Hoje, o tempo que tantas vezes me tem parecido curto, sobeja - e ninguém parece lembrar-se de todas as vezes que implorou para que este momento chegasse, para termos mais tempo para dormir, para estar no sofá, para pôr filmes e séries em dia, para tirar tirar aquele livro cheio de pó da prateleira.

No fundo, por mais que o queiramos, não sabemos lidar com ele: é mais fácil andar num corropio constante sem pensar muito nisso, do que estar parado - deixem-me que vos diga que, em seis meses, esta foi a primeira vez que me dei ao luxo de trazer o computador e o café para a mesa da varanda, e escrever. E sabe bem, porra: juro-vos que parece que recuei uns anos no tempo, e que não há quarentena nem vírus nem qualquer catástrofe eminente acontecer fora daqui. 

Por isso, vou andar por aqui: talvez ninguém se vá dar conta, talvez ninguém queira ler, mas não faz mal. Estou em casa.

4 comentários:

disse...

Estamos em casa. Custa-me mais do quando me levantava às 6 da manhã para ir trabalhar. Agora vou de fugida comprar qualquer coisa que se coma (porque nunca fui de açambarcar), mas nem para isso tenho disposição. Voltei a andar de carro para me despachar com as compras e estou numa depressão que nem o anti-ciclone dos Açores consegue preencher.
Falando de ti (foi para isso que aqui vim lol), acho que nem quando arranjares uma vida sedentária vais viver menos angustiada. Sempre essa angústia, sempre de mal com o mundo... não tenho coragem nem moral para te dar conselhos. Como dizer-te para teres esperança, que um dia tudo vai mudar, se eu ando à décadas a tentar e não consigo?!
Escreve mais. Tenho saudades de quando publicavas um texto ou dois por dia, cada um melhor do que o outro. Quando passo por aqui e encontro sempre o mesmo texto dos últimos 6 meses, ainda fico mais com a sensação de que está tudo a acabar. E agora com esta catástrofe que se abateu sobre a humanidade, o nosso mundo que em cada dia nos parece diferente do dia anterior, nunca voltará a ser o mesmo.
Tenho um mau pressentimento de que isto ainda vai sobrar para mim... que já mal posso com uma constipação.
Tudo de bom para ti, Patrícia. :(

ernesto disse...

Nem eu queria uma vida sedentária :) tenho ocupado o meu tempo livre o mais que posso com algo que me dá prazer, era a isso que me referia, só. Agora, sentir esta necessidade para abafar todo o resto do tempo em que não me sinto tão feliz assim... isso é igualmente verdade. Mas em momento queria uma vida sedentária.

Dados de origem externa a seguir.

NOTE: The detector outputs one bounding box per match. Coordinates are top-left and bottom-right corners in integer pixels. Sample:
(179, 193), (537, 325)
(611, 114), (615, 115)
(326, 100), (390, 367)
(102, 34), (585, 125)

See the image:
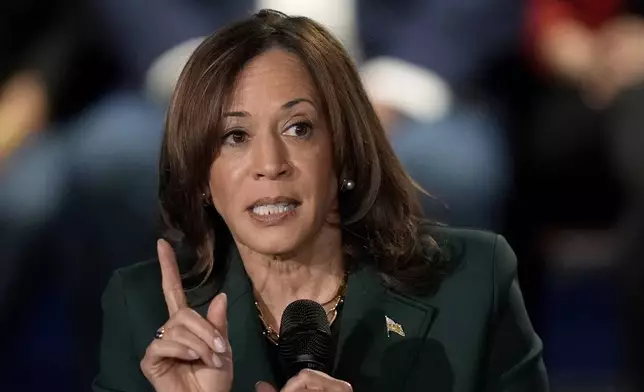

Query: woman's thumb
(255, 381), (277, 392)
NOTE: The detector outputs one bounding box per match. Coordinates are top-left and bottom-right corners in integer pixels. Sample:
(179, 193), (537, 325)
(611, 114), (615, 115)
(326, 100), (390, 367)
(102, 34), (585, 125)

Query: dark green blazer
(94, 228), (548, 392)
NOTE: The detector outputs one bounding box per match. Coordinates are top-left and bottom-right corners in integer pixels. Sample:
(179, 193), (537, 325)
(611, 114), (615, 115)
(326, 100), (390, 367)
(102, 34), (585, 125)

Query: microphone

Espero que não. Protege-te o mais possível. Estar em casa é chato, é uma merda, mas penso que quanto mais depressa o fizermos todos, tanto quanto possível, mais depressa nos livramos disto.

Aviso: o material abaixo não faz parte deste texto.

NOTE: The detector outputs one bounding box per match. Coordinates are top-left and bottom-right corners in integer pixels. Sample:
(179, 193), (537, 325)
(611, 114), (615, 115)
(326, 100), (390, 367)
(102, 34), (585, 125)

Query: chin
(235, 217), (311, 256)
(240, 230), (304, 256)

Que corra tudo bem. Para ti, para mim e para todos os que nos são importantes :\

helena disse...

Se há "casa" onde eu gosto de estar é esta, gosto do que leio e da anfitriã, por isso, vou continuar a entrar.

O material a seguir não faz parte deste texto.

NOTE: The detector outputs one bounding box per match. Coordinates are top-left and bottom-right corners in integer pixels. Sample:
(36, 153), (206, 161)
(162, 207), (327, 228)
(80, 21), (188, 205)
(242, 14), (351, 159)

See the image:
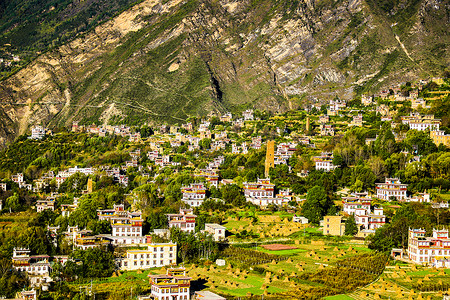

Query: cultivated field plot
(350, 264), (450, 300)
(189, 240), (380, 299)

Também já corri todos os dias e sentia-me muito bem, gostava mesmo muito, fazia-o de manhã bem cedo, mas depois a vida trocou-me as voltas e deixei de correr, talvez volte ou não.

Um abraço

Princess Cat disse...

Ao menos isto serviu para algumas pessoas abrandarem o ritmo. Sabe bem andar sempre a correr, mas acabamos sempre por deixar alguma coisa para trás.